Investor Profile

World’s largest DC plan to tender investments

The $244 billion Thrift Savings Plan, the largest defined contribution plan in the world, faces an enormous operational challenge this year as it moves from an opt-in to an opt-out default for US federal employees. Amanda White spoke with executive director Greg Long about the fund’s plans for 2010, which include a substantial investment tender.

The Thrift Savings Plan (TSP) will tender its entire outsourced assets under management later this year.

While for some funds this would mean a dramatic overhaul of providers and asset allocation, the structure of this fund is such that the tender process requires only five simple mandates. But this simplicity does not undermine the enormity of the assets up for grabs.

The TSP has five core individual funds and five lifecycle funds composed of percentages of the five individual funds. All are passively managed, and currently all are mandated with BlackRock.

In fact since the fund was designed, in 1986, it has employed Barclays in its various guises as far back as its Wells Fargo incarnation, and now invests in four of Barclays index funds.

The five individual funds are the G fund, made up of government securities which is the only fund not invested in a Barclays index fund; the F fund, the fixed income index fund; the C fund, the common stock index fund; the S fund, the small capitalisation stock index fund; and the I fund, the international stock index fund.

The TSP will initiate a tender for the four outsourced individual funds later this year, while the G fund will remain managed in house.

Executive director of the Federal Retirement Thrift Investment Board (FRTIB) the federal agency that administers the TSP, Greg Long, says this will be a competitive bid and could result in four different providers.

“The current provider will have to compete on fees and services,” he says.

The key attributes Long will be examining in a fund managers will be scale, cost, corporate stability, risk mitigation and full disclosure.

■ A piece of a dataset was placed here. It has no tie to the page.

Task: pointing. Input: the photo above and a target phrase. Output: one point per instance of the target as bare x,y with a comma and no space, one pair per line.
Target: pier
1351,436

While he acknowledges that passive management has its pros and cons Long believes the low cost and simplicity of the strategy suits the fund.

“Our size drives a lot of things we do and operationally we strive to be simple,” he says.

“Our assets are passively managed because it keeps costs low and takes us out of the role of selecting securities.”

In the past 18 months the fund has had some poor performance but now the size of the pool is back to above the pre crisis, and with $244 billion it currently sits above CalPERS in asset size making it the largest fund in the US.

While legislated differently, for all intense purposes the fund mirrors the 401(k) plans US corporations offer employees, with the TSP membership made up of current and former federal employees, including the vice president but excluding the president who appoints the fiduciary (although as a senator President Obama would have had an account).

Uniformed services employees are also members, and the geographical location of those members creates a communication challenge for the fund.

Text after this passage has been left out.